Businesses’ confidence in the East of England plummeted by 11% between December and January (Photo: Adobe Stock)

Lloyds Bank’s Business Barometer for January 2021 recorded falls in optimism across seven of 11 UK regions — including the east, which dropped to -12% overall.

The region’s companies were much less confident month-on-month about their own business’s outlook, crashing by 22 points to -10%.

Meanwhile, their views of the economy as whole fell one point to -14%. Overall, that gave a reading of -12%.

Worryingly, a net balance of 10% of regional firms expect to shed jobs over the next year — up 10 points on December.

The barometer balances positive and negative readings from 1,200 firms across the UK, including 94 in the East of England, with a zero reading suggesting that both are evenly matched.

But across the UK, 48% of firms are confident that the rollout of the coronavirus vaccination roll-out will help their trading prospects in 2021. 

At the same time, 61% of firms said current restrictions had caused their turnovers to fall with just 14% expected trading levels to return to pre-pandemic levels in the next 12 months.

When it comes to jobs, a net balance of 10% of businesses in the region expect to reduce staff levels over the next year, up 10 points on last month.

Their economic optimism fell dramatically by 34% to stand at -10%. Overall business confidence dipped three points to -7% as the third lockdown came into force.

The biggest falls were reported in Scotland (-32% vs -9% in December), Wales (-20% vs -1% in December) and the South West (-8% vs 5% in December). But firms reported a month-on-month increase in confidence in London (up 5% to 3%), the South East (up 7% to -4%) and North West (up 8% to -5%). Yorkshire business confidence remained steady month-on-month at -4%.

Dave Atkinson, regional director for East of England at Lloyds Bank Commercial Banking, said: "Even prior to the latest national lockdown, strict restrictions had been in force in large swathes of our region affecting business confidence.

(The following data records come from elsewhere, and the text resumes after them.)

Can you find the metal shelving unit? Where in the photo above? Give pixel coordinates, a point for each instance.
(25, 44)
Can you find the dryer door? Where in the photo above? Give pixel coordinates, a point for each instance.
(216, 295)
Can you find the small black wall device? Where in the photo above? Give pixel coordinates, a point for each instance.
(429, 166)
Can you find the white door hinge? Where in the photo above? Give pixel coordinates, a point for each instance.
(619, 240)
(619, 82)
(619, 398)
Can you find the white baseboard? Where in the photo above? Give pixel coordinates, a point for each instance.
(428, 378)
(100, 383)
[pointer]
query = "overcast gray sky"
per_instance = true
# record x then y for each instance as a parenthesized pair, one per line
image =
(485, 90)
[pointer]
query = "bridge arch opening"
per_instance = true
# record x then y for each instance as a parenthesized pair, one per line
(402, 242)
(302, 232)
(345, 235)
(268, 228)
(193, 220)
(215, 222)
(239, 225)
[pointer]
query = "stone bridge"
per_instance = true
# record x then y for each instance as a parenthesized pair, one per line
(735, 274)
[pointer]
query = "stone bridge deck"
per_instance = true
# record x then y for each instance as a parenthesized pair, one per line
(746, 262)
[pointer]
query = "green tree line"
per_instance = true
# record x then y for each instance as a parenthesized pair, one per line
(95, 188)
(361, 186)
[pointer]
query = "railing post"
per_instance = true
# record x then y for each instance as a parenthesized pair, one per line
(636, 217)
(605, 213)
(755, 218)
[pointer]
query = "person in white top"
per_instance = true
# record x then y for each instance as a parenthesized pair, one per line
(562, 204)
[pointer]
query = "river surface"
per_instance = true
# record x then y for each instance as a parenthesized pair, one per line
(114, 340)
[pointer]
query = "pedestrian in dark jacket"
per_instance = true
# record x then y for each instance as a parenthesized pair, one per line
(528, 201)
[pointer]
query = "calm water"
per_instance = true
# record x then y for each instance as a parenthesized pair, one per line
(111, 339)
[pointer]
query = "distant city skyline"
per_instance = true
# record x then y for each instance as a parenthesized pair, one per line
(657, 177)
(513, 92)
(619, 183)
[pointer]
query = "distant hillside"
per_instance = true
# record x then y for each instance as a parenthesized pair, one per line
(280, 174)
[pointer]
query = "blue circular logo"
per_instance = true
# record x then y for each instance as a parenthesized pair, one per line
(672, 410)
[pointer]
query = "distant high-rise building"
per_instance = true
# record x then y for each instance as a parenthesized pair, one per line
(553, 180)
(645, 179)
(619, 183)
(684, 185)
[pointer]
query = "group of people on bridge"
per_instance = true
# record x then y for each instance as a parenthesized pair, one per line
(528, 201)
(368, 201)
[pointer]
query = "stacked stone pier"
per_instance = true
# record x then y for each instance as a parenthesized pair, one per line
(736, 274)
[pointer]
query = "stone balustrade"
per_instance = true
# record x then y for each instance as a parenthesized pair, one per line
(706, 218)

"However, with a vaccine now being deployed, businesses appear hopeful for their prospects in the year ahead.” 

The bank’s senior economist Hann-Ju Ho said: "It has been a challenging start to the New Year for UK businesses adapting to a third national lockdown alongside the new European Union (EU) trade arrangement taking effect. 

"Nevertheless, while confidence remains below average, it is encouraging that business sentiment is still the second highest since the low of May 2020.

"Overall, the vaccine rollout programme has lifted confidence and that will hopefully buoy business optimism in the coming months."